Hyun­dai a déve­lop­pé une pla­te­forme dédiée à l’électrique sur le seg­ment C avec trois solu­tions rechar­geables sur le même véhi­cule, pou­vant ain­si cou­vrir tous les mar­chés et tous les mix de motorisation. 

Volks­wa­gen semble miser for­te­ment sur l’hybride rechar­geable mais pré­voit éga­le­ment de pro­po­ser des ver­sions 100 % élec­triques sur la plu­part de ses modèles. 

Toyo­ta pro­pose main­te­nant des hybrides rechar­geables (Prius III) et des véhi­cules pure­ment élec­triques au Japon et aux États-Unis, même si ces der­niers ne repré­sentent pour l’instant que 5 % de ses ventes de véhi­cules électrifiés. 

Par ailleurs, à l’horizon 2021, date d’entrée en vigueur du pro­chain palier de normes CO2 en Europe, la plu­part des modèles ther­miques de tous les construc­teurs seront équi­pés de tech­no­lo­gies mild hybrid.

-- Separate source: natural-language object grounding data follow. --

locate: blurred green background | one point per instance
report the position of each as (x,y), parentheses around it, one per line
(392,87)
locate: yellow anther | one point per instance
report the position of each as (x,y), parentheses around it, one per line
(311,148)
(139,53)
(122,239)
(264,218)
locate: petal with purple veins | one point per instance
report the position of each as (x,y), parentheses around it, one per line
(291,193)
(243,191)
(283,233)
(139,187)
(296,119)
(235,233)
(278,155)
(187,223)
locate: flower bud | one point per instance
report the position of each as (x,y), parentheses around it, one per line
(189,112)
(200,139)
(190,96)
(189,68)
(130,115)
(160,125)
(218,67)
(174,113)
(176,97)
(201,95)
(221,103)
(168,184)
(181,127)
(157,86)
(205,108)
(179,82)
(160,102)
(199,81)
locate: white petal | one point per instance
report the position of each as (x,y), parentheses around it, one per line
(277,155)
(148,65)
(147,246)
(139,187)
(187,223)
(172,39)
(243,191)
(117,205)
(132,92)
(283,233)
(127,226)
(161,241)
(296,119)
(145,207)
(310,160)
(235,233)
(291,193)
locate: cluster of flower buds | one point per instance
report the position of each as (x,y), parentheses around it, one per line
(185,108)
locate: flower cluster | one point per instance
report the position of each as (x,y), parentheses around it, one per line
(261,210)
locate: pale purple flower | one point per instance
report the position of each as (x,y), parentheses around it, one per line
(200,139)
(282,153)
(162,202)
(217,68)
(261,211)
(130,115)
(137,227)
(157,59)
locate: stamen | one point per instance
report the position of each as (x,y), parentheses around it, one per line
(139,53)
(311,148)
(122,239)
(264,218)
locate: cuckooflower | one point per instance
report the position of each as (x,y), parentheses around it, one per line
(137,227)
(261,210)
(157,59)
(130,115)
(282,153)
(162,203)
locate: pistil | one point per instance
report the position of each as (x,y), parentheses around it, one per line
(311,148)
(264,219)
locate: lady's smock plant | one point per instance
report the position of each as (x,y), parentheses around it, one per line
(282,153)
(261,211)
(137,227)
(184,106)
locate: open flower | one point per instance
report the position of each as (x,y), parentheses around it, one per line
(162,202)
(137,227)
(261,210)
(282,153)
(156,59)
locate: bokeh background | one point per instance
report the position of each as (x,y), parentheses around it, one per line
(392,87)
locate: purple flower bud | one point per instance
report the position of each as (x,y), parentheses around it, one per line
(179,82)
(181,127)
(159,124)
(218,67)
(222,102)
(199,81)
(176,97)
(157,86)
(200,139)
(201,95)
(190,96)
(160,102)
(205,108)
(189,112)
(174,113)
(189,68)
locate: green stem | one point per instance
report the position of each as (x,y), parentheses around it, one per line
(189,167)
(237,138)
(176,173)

UN MOUVEMENT QUI S’ACCÉLÈRE

Borne de recharge pour véhicules électriques
Le déve­lop­pe­ment des infra­struc­tures de recharge est un fac­teur essen­tiel d’évolution du mar­ché. © HELENEDEVUN

On com­prend donc qu’il faut obser­ver ces stra­té­gies en mode dyna­mique, et que les dif­fé­rentes tech­no­lo­gies d’électrification ne sont pas tant concur­rentes que complémentaires. 

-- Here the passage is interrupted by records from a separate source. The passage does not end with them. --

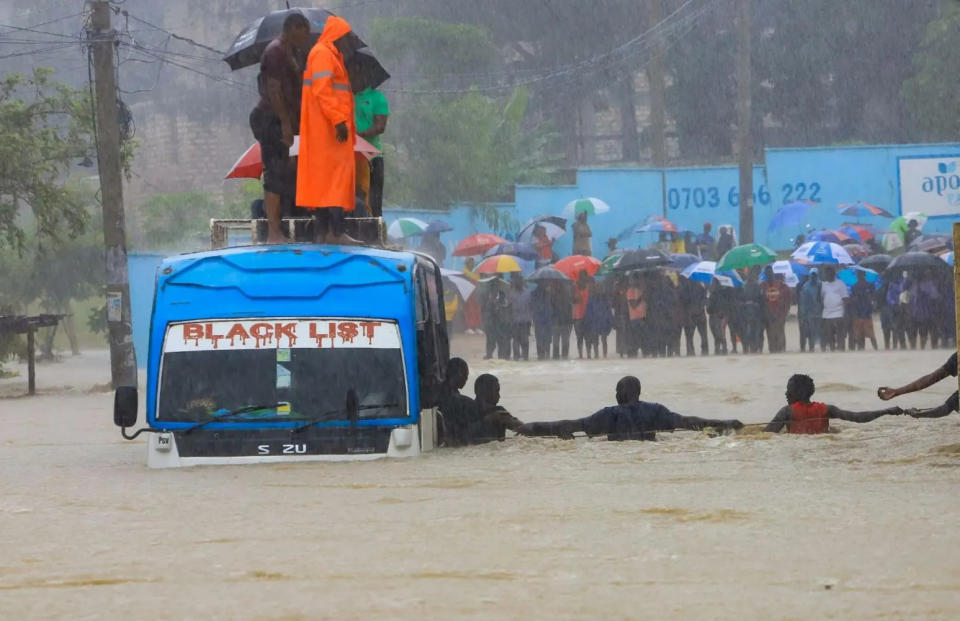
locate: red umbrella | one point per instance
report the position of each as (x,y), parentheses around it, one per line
(477,244)
(250,164)
(574,264)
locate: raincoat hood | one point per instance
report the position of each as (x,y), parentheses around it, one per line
(334,28)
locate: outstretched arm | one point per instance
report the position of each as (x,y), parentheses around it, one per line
(886,393)
(861,417)
(950,405)
(559,428)
(780,420)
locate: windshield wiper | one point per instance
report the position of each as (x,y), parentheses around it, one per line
(247,409)
(327,415)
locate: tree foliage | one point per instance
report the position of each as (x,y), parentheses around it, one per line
(45,127)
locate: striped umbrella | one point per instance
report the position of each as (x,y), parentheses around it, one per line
(862,210)
(573,265)
(822,252)
(499,264)
(477,244)
(589,206)
(402,228)
(705,271)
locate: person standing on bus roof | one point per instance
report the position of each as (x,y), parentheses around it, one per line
(276,118)
(327,166)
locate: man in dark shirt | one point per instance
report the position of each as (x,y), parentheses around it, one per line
(950,405)
(276,118)
(632,419)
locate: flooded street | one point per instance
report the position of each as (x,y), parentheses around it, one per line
(859,524)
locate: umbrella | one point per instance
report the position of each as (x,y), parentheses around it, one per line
(438,226)
(477,244)
(705,271)
(547,272)
(747,255)
(822,252)
(554,226)
(499,264)
(367,69)
(876,262)
(573,265)
(862,210)
(857,231)
(642,259)
(682,260)
(829,236)
(914,260)
(931,243)
(248,47)
(464,286)
(791,272)
(791,214)
(517,249)
(857,251)
(406,227)
(589,206)
(849,276)
(250,164)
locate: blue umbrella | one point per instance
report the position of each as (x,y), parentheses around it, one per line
(849,276)
(438,226)
(791,214)
(705,271)
(682,260)
(516,249)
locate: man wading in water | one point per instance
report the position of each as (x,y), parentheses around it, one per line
(631,419)
(803,416)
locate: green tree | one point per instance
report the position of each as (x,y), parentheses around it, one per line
(45,128)
(931,94)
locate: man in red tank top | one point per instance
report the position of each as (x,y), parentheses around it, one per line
(804,416)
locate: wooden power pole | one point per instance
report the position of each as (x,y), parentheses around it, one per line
(744,134)
(102,37)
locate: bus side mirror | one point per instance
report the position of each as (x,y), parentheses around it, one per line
(125,402)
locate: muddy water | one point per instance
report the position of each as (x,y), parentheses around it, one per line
(856,524)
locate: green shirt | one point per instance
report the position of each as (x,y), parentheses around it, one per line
(368,104)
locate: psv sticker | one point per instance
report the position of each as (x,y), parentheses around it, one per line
(282,335)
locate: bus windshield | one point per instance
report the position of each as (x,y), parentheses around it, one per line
(301,369)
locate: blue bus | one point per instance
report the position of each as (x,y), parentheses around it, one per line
(290,353)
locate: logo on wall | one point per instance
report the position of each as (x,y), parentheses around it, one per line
(930,185)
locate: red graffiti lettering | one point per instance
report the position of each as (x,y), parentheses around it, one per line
(348,331)
(368,329)
(237,332)
(315,335)
(288,330)
(263,332)
(210,336)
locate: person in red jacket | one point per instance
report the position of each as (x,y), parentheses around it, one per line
(327,169)
(804,416)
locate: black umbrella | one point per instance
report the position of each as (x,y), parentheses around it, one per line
(876,262)
(915,260)
(644,258)
(248,47)
(366,70)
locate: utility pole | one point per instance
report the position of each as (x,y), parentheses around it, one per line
(744,137)
(102,37)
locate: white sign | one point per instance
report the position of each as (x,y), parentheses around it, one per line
(930,185)
(280,334)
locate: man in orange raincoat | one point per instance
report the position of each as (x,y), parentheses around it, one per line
(326,179)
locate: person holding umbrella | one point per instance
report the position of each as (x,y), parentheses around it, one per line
(275,120)
(327,132)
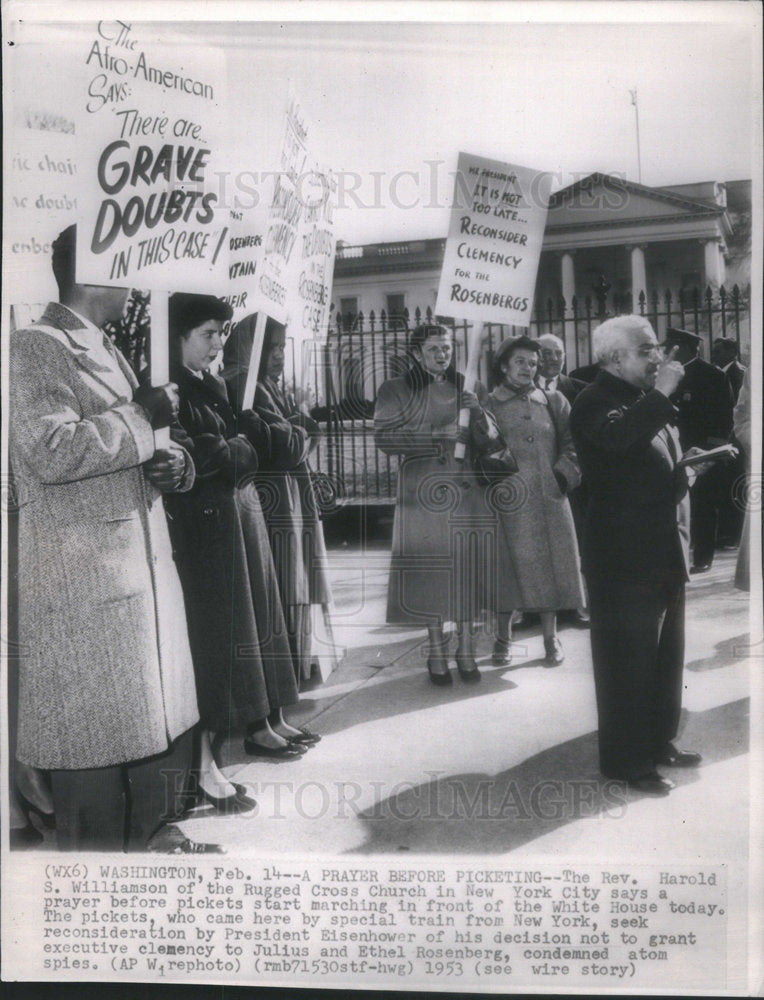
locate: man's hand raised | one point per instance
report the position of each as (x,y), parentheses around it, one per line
(670,373)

Les pré­vi­sions s’appuient essen­tiel­le­ment sur des études de coût total d’utilisation, qui elles-mêmes dépendent énor­mé­ment à court terme de l’évolution des poli­tiques publiques, et à moyen terme de l’évolution du coût des tech­no­lo­gies (notam­ment le coût des bat­te­ries par kilowatt-heure). 

Il s’agit là de fac­teurs impor­tants, néces­saires, mais pas suf­fi­sants, comme le montre très bien la diver­si­té des per­for­mances selon les pays euro­péens : la vitesse d’adoption des tech­no­lo­gies plug-in – du fait notam­ment de la dis­rup­tion en termes d’usage qu’elles imposent (besoin de recharge au domi­cile ou sur l’espace public) – dépend avant tout de l’engagement coor­don­né de tous les acteurs de l’écosystème.

C’est ce qui a fait leur suc­cès en Nor­vège, et qui explique pour­quoi la France est le pre­mier pays euro­péen en matière de véhi­cule élec­trique à ce jour : le véhi­cule élec­trique n’est pas l’affaire des construc­teurs, mais c’est bien un pro­jet de société. 

De ce point de vue, l’urgence envi­ron­ne­men­tale, la mul­ti­pli­ca­tion des offres de véhi­cules élec­tri­fiés et des ser­vices asso­ciés (fort lien avec l’autopartage et le véhi­cule connec­té et auto­nome à terme), le déve­lop­pe­ment des infra­struc­tures de recharge et les pro­grès signi­fi­ca­tifs des tech­no­lo­gies de bat­te­ries pointent vers une accé­lé­ra­tion de cette adop­tion dans de nom­breux pays dans les trois à cinq ans qui viennent. 

Les construc­teurs s’y pré­parent activement.